Another innovative technique has been developed for the repair of engine heads and blocks with cracks or similar faults. Again, a method of milling, metal spraying and burning in is used before the final grinding and polishing.


One of the big problems in remanufacturing lies in the minds of the people dealing with the old engines, from dealers to employees. Many of them still look at the 'dirty old engines' as pieces of scrap, not as 'assets in transition'. This obstacle can hopefully be overcome through education over time - a process, which is favoured by a stable workforce.

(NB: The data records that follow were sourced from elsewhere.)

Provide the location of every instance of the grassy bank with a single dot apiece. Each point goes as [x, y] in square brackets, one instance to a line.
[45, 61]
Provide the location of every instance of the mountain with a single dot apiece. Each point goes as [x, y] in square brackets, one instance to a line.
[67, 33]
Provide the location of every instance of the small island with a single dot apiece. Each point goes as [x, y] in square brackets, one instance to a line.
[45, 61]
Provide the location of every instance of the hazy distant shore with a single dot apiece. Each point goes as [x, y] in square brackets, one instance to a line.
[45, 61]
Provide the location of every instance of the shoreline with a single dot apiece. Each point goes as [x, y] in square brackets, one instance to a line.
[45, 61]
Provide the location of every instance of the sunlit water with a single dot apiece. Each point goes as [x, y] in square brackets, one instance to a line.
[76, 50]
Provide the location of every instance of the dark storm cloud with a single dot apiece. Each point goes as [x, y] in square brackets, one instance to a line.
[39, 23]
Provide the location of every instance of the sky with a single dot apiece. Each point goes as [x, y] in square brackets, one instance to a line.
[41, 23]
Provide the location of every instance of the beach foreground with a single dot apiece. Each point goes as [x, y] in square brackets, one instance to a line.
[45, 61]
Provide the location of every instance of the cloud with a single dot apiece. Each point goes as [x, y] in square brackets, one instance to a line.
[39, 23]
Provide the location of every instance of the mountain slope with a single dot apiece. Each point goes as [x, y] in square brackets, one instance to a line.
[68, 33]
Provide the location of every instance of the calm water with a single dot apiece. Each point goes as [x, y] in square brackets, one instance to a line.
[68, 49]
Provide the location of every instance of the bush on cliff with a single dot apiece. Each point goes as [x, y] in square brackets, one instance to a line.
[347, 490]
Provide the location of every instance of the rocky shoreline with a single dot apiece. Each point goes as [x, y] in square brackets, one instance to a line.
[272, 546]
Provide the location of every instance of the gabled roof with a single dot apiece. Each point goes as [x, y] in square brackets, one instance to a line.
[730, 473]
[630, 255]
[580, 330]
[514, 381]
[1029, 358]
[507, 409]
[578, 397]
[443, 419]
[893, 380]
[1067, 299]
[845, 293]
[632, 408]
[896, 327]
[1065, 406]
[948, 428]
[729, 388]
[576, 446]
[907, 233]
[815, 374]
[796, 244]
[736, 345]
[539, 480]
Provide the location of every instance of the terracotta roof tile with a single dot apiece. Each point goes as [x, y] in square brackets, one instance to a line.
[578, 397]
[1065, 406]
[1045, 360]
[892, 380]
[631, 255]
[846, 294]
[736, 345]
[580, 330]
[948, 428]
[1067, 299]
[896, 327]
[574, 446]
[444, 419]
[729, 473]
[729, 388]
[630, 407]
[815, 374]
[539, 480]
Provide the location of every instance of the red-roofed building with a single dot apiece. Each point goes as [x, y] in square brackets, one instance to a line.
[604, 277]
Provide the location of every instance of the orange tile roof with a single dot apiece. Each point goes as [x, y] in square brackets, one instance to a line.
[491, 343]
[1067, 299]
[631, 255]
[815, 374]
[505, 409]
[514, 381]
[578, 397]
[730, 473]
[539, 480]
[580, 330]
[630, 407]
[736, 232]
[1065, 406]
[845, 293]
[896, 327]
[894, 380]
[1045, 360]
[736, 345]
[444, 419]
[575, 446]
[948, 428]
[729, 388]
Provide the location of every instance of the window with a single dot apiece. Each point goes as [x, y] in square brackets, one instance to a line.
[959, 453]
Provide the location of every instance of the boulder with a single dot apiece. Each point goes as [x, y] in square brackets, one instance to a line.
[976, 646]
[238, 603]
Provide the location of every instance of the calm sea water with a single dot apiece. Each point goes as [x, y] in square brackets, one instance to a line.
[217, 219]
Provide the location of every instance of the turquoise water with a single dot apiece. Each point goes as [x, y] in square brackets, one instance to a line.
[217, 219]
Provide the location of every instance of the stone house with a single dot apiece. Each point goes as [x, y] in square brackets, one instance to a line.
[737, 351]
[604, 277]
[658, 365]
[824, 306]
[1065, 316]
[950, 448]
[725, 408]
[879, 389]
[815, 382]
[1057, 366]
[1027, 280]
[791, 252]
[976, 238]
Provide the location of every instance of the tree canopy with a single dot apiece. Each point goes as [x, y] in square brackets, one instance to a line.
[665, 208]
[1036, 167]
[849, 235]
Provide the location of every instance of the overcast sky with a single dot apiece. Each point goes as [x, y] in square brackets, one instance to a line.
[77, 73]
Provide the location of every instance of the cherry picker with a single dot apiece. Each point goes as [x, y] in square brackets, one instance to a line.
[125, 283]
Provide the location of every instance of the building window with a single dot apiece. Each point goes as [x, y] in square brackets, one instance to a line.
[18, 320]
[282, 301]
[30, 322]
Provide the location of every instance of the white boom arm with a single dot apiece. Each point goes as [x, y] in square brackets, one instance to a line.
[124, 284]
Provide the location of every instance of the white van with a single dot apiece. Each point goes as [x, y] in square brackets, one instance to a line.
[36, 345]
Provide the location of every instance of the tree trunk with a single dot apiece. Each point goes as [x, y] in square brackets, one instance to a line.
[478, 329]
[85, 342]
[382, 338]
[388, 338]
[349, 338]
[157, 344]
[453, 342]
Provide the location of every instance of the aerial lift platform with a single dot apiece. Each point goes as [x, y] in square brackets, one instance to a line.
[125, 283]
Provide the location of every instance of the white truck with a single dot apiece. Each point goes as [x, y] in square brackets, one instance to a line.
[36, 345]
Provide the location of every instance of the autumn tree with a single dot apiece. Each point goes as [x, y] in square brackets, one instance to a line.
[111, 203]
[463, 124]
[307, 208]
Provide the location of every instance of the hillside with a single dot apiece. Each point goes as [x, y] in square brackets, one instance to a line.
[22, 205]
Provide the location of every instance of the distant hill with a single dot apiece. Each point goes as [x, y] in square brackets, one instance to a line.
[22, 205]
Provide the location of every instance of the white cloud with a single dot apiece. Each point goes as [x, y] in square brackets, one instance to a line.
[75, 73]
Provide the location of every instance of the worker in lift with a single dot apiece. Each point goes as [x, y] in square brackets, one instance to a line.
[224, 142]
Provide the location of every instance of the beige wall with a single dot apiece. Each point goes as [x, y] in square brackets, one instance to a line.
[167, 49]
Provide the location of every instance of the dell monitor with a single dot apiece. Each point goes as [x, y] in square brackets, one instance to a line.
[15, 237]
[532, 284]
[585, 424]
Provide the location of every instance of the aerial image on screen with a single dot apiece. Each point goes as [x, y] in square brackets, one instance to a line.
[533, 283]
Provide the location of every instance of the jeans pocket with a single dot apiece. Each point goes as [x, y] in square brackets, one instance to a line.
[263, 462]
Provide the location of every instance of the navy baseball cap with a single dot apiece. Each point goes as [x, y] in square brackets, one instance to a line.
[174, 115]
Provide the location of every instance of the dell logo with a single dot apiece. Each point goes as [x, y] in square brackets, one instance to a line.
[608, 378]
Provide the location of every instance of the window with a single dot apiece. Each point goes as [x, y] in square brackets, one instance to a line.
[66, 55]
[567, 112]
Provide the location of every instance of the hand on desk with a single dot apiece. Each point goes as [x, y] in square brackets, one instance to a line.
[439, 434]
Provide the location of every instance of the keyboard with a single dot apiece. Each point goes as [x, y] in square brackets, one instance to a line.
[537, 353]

Another potential obstacle is the design guidelines used in the engine manufacturing division. The Caterpillar management philosophy is still predominantly based of the optimisation of manufacturing, in line with mainstream economic thinking. The priorities and choices to optimise remanufacturing and manufacturing overlap, but do not coincide. The feasibility of remanufacturing could thus be greatly improved by a conscious research of the options where both manufacturing and remanufacturing profit most. Also, remanufacturing produces a wealth of knowledge of how engine design could be improved, that today often does not find its way back into the design teams. Again, the Xerox example has shown the economic and ecologic benefits of having only one design team for re-manufacturing and manufacturing.

The same is true for design changes in the context of continuous product improvement. Changes in engine design can make the technological updating of engines in the market easy, or impossible. As many clients prefer to use engines of state-of-the art technology, technological improvements that can be retrofitted during remanufacturing enhance the prospects of remanufacturing, whereas design changes that cannot be retrofitted tend to lead to shortened product-life.

Caterpillar today has a policy of preferred procurement from suppliers, which remanufacture their products. This means that it tries actively to convince its suppliers of components for its engines to start the remanufacturing of their products. However, Caterpillar has been unable so far to convince most of its European and Japanese components suppliers, with the exception of the Vickers Group, despite the fact that these suppliers include companies recognized for their environmental concern. This means that these suppliers leave the door wide open for any newcomer to walk into this market, and push the existing suppliers out. If the companies concerned do not pay any attention, maybe the governments of the countries where these companies have their manufacturing base should wake up to the potential danger cum opportunity?

An obstacle of technical nature is the lack of tools and methods for the quality testing of used components, such as bearings. Some remanufacturers have started to re-use e.g. roller bearings in water pumps, starters and alternators; according to a leading bearing manufacturer, most bearings have a remaining lifespan of about 90% of total life when they are scrapped.